Kala kesimpulannya film itu berakhir serta tersaring jadi salah satu pencalonan pergelaran global, Yulia meratap. Tetapi bukan sebab aplaus. Beliau meratap sebab ingat seluruh cedera yang wajib beliau tempuh. Ingat seluruh kawan yang yakin padanya. Ingat seluruh malam tanpa tidur. Ingat seluruh cinta yang beliau tumpahkan di balik skrip, kostum, serta perbincangan.

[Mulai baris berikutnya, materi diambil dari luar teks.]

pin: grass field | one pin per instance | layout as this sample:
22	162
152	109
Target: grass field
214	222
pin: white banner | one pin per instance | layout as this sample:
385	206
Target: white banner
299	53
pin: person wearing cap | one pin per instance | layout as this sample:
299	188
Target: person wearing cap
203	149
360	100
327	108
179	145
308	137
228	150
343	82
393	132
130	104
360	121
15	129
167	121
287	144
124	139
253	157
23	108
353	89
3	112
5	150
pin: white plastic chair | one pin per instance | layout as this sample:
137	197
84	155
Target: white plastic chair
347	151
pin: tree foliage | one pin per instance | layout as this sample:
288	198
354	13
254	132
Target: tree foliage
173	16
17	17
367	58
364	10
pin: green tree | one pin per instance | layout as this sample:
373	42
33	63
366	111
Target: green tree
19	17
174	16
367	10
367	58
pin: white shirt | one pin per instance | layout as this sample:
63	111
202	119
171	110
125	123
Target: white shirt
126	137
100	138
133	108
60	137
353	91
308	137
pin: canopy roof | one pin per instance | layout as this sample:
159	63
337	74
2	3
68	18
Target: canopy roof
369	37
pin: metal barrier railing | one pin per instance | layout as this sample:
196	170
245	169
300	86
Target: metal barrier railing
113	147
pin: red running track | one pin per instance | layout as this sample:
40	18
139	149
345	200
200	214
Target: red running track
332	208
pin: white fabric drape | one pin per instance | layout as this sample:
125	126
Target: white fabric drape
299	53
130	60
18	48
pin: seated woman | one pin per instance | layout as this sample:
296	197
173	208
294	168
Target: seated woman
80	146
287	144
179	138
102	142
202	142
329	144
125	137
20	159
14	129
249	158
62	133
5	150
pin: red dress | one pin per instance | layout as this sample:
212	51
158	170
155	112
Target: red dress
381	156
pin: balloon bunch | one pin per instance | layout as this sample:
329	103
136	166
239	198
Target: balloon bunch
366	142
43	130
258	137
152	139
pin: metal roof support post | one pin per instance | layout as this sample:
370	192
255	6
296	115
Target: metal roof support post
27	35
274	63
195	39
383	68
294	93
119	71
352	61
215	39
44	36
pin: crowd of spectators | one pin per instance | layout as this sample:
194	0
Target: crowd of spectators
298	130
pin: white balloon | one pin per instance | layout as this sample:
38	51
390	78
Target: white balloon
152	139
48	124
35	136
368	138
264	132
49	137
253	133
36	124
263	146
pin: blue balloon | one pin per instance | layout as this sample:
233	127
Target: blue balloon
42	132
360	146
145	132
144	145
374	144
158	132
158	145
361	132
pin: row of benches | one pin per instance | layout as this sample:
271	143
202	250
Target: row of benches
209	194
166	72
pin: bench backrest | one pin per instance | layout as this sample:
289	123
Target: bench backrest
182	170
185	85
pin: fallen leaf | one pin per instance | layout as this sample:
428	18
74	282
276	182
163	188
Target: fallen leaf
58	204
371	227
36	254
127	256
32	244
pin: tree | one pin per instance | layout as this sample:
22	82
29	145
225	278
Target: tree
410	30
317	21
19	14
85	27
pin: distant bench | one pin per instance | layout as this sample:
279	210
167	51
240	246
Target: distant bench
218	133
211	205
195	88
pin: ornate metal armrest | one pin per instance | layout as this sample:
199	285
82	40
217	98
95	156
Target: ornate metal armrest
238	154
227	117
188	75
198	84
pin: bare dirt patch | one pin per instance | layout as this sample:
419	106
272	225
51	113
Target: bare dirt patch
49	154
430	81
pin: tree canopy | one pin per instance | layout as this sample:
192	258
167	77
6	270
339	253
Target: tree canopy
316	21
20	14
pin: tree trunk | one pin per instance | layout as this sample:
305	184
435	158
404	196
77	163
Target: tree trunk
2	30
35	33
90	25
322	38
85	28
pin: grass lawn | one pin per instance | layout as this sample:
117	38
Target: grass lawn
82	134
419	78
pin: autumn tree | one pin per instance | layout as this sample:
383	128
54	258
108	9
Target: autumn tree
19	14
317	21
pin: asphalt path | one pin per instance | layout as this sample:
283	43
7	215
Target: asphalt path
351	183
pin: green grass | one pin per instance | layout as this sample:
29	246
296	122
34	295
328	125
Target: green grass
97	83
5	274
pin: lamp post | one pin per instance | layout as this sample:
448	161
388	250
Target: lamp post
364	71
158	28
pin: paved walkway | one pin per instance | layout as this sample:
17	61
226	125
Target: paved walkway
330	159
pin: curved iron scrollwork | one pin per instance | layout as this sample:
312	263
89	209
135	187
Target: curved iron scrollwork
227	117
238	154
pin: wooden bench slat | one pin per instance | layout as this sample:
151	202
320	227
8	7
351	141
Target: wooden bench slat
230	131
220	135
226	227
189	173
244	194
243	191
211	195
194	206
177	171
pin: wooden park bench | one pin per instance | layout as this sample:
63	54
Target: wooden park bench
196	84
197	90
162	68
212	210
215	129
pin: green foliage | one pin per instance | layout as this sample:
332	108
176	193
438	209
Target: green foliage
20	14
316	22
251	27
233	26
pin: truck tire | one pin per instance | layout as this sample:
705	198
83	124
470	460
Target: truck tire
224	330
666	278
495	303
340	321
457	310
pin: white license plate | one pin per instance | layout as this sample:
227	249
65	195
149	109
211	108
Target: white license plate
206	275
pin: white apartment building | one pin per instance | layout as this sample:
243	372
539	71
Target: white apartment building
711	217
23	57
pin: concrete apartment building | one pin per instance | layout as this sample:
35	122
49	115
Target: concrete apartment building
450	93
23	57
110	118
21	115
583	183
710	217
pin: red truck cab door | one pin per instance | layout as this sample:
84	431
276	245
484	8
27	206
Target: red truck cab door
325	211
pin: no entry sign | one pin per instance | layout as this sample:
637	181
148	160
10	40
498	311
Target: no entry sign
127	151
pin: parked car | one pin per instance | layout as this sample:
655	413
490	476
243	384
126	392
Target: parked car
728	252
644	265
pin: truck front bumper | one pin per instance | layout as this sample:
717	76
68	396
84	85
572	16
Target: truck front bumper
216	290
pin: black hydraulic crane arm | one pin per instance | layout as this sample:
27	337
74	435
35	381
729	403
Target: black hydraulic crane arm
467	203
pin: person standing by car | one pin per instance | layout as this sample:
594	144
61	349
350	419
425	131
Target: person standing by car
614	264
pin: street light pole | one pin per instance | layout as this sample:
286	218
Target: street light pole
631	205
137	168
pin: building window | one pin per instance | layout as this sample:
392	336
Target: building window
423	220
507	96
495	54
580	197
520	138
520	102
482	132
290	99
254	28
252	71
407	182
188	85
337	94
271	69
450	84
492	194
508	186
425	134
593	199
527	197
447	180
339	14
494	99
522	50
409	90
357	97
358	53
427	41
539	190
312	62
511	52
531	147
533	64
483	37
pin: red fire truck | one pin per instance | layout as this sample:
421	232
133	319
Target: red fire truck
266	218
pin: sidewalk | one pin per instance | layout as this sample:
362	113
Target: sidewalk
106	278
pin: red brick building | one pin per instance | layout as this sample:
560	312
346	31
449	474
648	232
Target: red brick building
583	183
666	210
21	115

Perasaan Yulia bukan cuma mengenai satu titik senang. Beliau merupakan mozaik. Terdapat rasa bersalah sebab sempat membentak kerabat kerja dikala titik berat besar. Terdapat rasa cinta sebab banyak yang berkenan bertugas di dasar budget sebab yakin pada visinya. Terdapat rasa marah sebab sistem perfilman Indonesia sedang berat sisi. Tetapi di atas segalanya, terdapat rasa syukur—karena beliau ketahui, walaupun jalannya berliku, beliau senantiasa memilah jalur yang betul buat hatinya.
Campur aduk perasaannya melambung kala beliau wajib berdialog di depan khalayak, menggantikan filmnya di pentas apresiasi. Tangannya bergetar. Suaranya luang tersendat. Tetapi beliau senantiasa berjalan ke podium, berdiri berdiri, serta mengatakan,“ Ini bukan cuma mengenai aku. Ini mengenai tiap mimpi yang sempat dikecilkan, tiap suara yang mau didengar, tiap narasi yang kita memiliki tetapi khawatir kita ambil ke sinar. Ini mengenai kita seluruh. Dapat kasih telah yakin.”
Tepuk tangan balik bergaung. Tetapi Yulia cuma membungkuk. Hatinya sedang riuh. Perasaannya senantiasa campur aduk. Tetapi kali ini, beliau ketahui, dalam kekalutan itu, terdapat satu perihal yang tentu: beliau tidak sendiri. Terdapat komunitas, terdapat regu, terdapat cinta.
Serta seperti itu daya Yulia. Beliau tidak wajib senantiasa kuat. Beliau tidak wajib senantiasa percaya. Tetapi beliau senantiasa hadir—dengan seluruh perasaan yang tidak sempurna, tetapi malah membuat tiap filmnya terasa kemanusiaan.
Penutup:
Yulia Evina Bhara bukan cuma seseorang produser. Beliau merupakan pengembara rasa. Tiap film yang lahir dari tangannya merupakan bagian dari campur aduk perasaannya sendiri. Serta bisa jadi, malah sebab seperti itu, film- filmnya terasa hidup. Sebab di situ terdapat cinta, cedera, serta kegagahan buat senantiasa berjalan walaupun batin penuh gemuruh.